Ultimately, what I want is to avoid having to train a different PCE model each time I set a constant value to certain parameters. This will aid greatly in studying the change of Sobol’ indices with respect to time. So far, I have to train a different PCE model for each point in time, but it would be much faster if i could just set the value of time on the PCE model (implying that the PCE metamodel has been trained with a distribution of time as one of its inputs) and then calculate the Sobol’ indices based on that.
I hope that my idea made sense and am looking forward to your suggestions
The easiest solution I see is to write a wrapper function around your PCE model, which takes an N-1-dimensional vector as input, and sets one of the parameters to the desired constant value. You can use this as your new model and compute MC-based Sobol indices. This is cheap since evaluating the PCE is very fast. (Make sure to implement a vectorized wrapper, and set newmodelopts.IsVectorized = True.)

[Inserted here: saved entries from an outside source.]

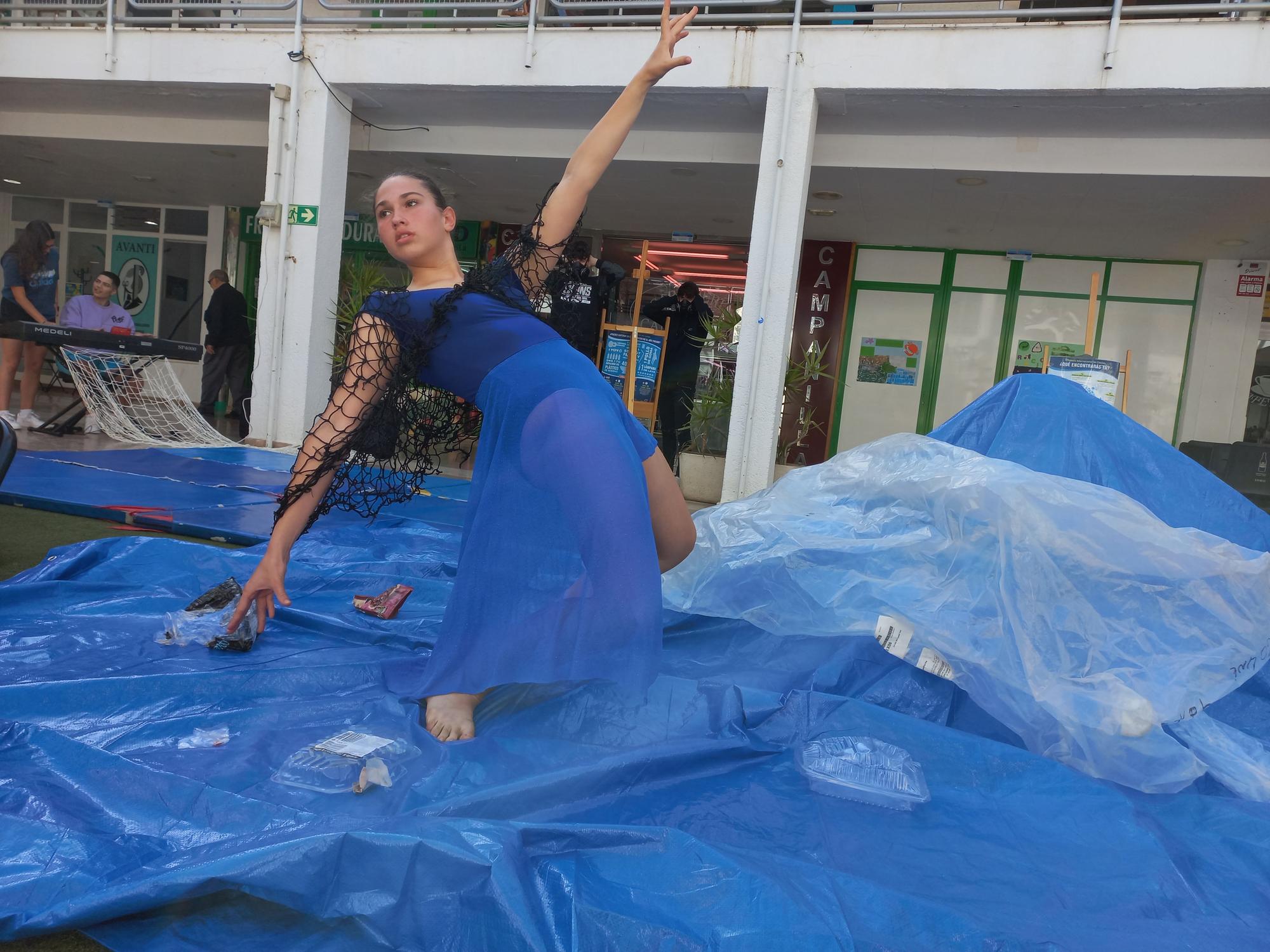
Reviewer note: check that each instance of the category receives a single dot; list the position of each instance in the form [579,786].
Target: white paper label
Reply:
[352,744]
[893,635]
[933,662]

Or, if you really need this lower-dimensional PCE object, you can use the property that a polynomial with one dimension set to constant is still a polynomial. So you could evaluate your N-dim PCE many times (it’s cheap anyways) and use this as data to fit another PCE corresponding to another input object myInputConst which is the same as myInput, but with one dimension set to a constant value. It could look like this:
ioptsConst = ioptsOrig; % copy the original input options object
ioptsConst.Marginals(1).Type = 'constant';
ioptsConst.Marginals(1).Parameters = 0.155;
ioptsConst.Marginals(1).Moments = [];
myInputConst = uq_createInput(ioptsConst);
Xconst = uq_getSample(myInputConst, 1000); % draw samples from the new input object
Yconst = uq_evalModel(myPCE, Xconst); % evaluate your N-dim PCE
% re-use MetaOpts from creation of myPCE: same settings
MetaOpts.Input = myInputConst; % make sure the PCE uses the new input object
MetaOpts.ExpDesign.X = Xconst;
MetaOpts.ExpDesign.Y = Yconst;
myPCEconst = uq_createModel(MetaOpts); % should have an LOO of ~1e-30 (exact fit)

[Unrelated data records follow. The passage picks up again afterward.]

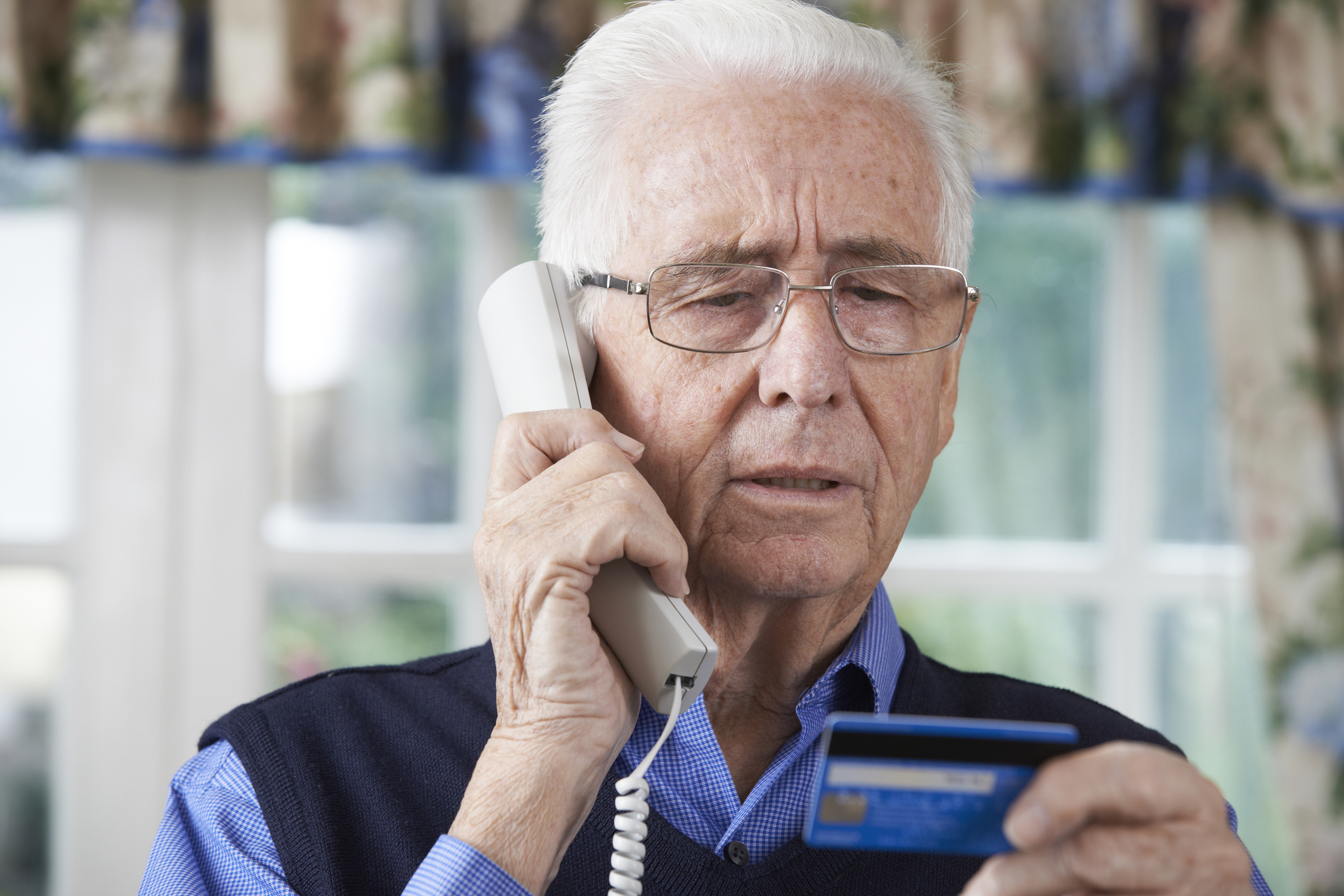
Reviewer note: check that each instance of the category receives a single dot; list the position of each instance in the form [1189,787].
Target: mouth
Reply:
[788,483]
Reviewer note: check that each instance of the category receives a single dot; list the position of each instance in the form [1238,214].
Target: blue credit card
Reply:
[925,783]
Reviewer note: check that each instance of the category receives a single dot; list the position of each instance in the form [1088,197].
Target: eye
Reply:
[726,298]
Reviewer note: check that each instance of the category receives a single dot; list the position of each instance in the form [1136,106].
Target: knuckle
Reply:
[601,453]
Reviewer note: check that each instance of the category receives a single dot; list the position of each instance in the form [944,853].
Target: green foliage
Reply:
[94,15]
[320,626]
[1338,791]
[1320,541]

Regarding using time as an input parameter: is time in your application really a random variable? With what distribution? Is time continuous or discrete? There are most likely better approaches than using time as an input RV. If you could describe your problem in more detail, we might be able to suggest something. Also have a look at these two questions about surrogating of time-dependent models:
Thank you for the detailed reply! While not explicitly solving my problem, it did provide some useful insight on the metamodelling procedure.
I realize that time is not a random variable, but i thought that it would be a neat trick to treat it as one.
Consider for example a time-dependent model of the form y = f(parameters,time). I would like to compute Sobol’ indices for various points in the time range [0 tmax], in order to quantify how the importance of model parameters changes with time (Assuming that their distribution remains the same throughout the timerange). Using my current knowledge, I would have to create a different surrogate PCE for each time point.
My idea is to train a sole PCE surrogate using time as a uniform input with limits [0 tmax]. This way the PCE model will hopefully provide accurate predictions for every point in the desired timerange. Then, using a wrapper function, as you suggested, would allow the calculation of Sobol’ indices for the model parameters at arbitrarily chosen points within the timerange.
I would really like to hear your opinion on whether this idea is mathematically sound. Thank you in advance for your time!
There should be no problem with the mathematics, but conceptually it’s not completely sound: after all, time is not a random variable. On the other hand, you could also take the view that you forget about uncertainties and simply approximate your function in an appropriate basis (which happens to consist of multivariate polynomials, specifically Legendre polynomials for the time variable), which is conceptually acceptable (I would say). In that case, you might even consider whether polynomials are suited to model the variation in time, or whether there might be another basis that is suited better. E.g., if there are jumps, kinks, or rapid oscillations in the time series for a fixed set of parameters, polynomials are not suited. If the variation in time is not well approximated by polynomials, the whole approximation will suffer.
The typical way to treat time-dependent problems is to first perform PCA on the output, identify the most important directions, and then create several PCEs to model the PCA coefficients (Nagel, Rieckermann, Sudret 2020). In this case, the time-dependent Sobol indices can even be computed analytically. PCA on the time series output can be interpreted as finding a custom-made “basis” for the time variable. Time-dependent Sobol indices are displayed e.g. in Fig. 6c of Nagel, Rieckermann, Sudret (2020) or in Fig. 8 of Wagner et al (2020).
Maybe @bsudret or @xujia have some more comments on this?